Here's the idea: you have a hypothesis you want to test about a given population. How do you test it? You take data from a random sample, and then you determine how likely (this is the confidence level) it is that a population with that assumed hypothesis and an assumed distribution would produce such data. You decide: if this data has a probability less than, say $95$% of coming from this population, then you reject at this confidence level--so $95$% is your confidence level. How do you decide how likely it is for the data to come from a given population? You use a certain assumed distribution of the data, together with any parameters of the population that you may know.

A concrete example: You want to test the claim that the average adult male weight is $170 lbs$ . You know that adult weight is normally-distributed, with standard deviation, say, 10 pounds. You say: I will accept this hypothesis, if the sample data I get comes from this population with probability at least $95$% . How do you decide how likely the sample data is? You use the fact that the data is normally-distributed, with (population) standard deviation=$10$, and you assume the mean is $170$ . How do you determine how likely it is for the sample data to come from this population: the $z-$ value you get ( since this is a normally-distributed variable , and a table allows you to determine the probability.

So, say the average of the random sample of adult male weights is $188lbs$. Do you accept the claim that the population mean is $170$? . Well, the decision comes down to : how likely (how probable) is it that a normally-distributed variable with mean $170$ and standard deviation $10$ would produce a sample value of $188lb$? . Since you have the necessary values for the distribution, you can test how likely this value of $188$ is, in a population $N(170,10)$ by finding its $z-$ value. If this $z-$ -value is less than the critical value, then the value you obtain is less likely than your willing to accept. Otherwise, you accept.


You can reject whatever you want. Sometimes you will be wrong to do so, and some other times you will be wrong when you fail to reject.

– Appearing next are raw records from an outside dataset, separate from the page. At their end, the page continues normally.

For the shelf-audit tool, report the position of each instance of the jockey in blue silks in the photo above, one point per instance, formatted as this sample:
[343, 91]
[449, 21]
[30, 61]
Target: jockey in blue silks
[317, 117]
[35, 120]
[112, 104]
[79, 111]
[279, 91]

But if your aim is to make Type I errors (rejecting the null hypothesis when it is true) less than a certain proportion of times then you need something like an $\alpha$, and given that approach if you want to minimise Type II errors (failing to reject the null hypothesis when it is false) then you need to reject when you have extreme values of the test statistic as shown by the $p$-value which are suggestive of the alternative hypothesis.

As you say, $0.05$ is an arbitrary number. It comes from RA Fisher, who initially thought that two standard deviations was a reasonable approach, then noted that for a two-sided test with a normal distribution this gave $\alpha \approx 0.0455$, and decided to round it to $0.05$.


Think of it this way: in hypothesis testing, the question we always want to answer is "Is this phenomenon that I've measured really there, or is the data suggesting it just a coincidence?" Of course it's never possible to completely rule out coincidence; the best you can ever hope for is to say "This is probably not a coincidence, because the chance of something like this happening just by chance is less than ______."

When you choose a significance level, you're filling in the blank space in the previous sentence. You are deciding just how unlikely a coincidence needs to be before you are willing to decide that there is really something going on.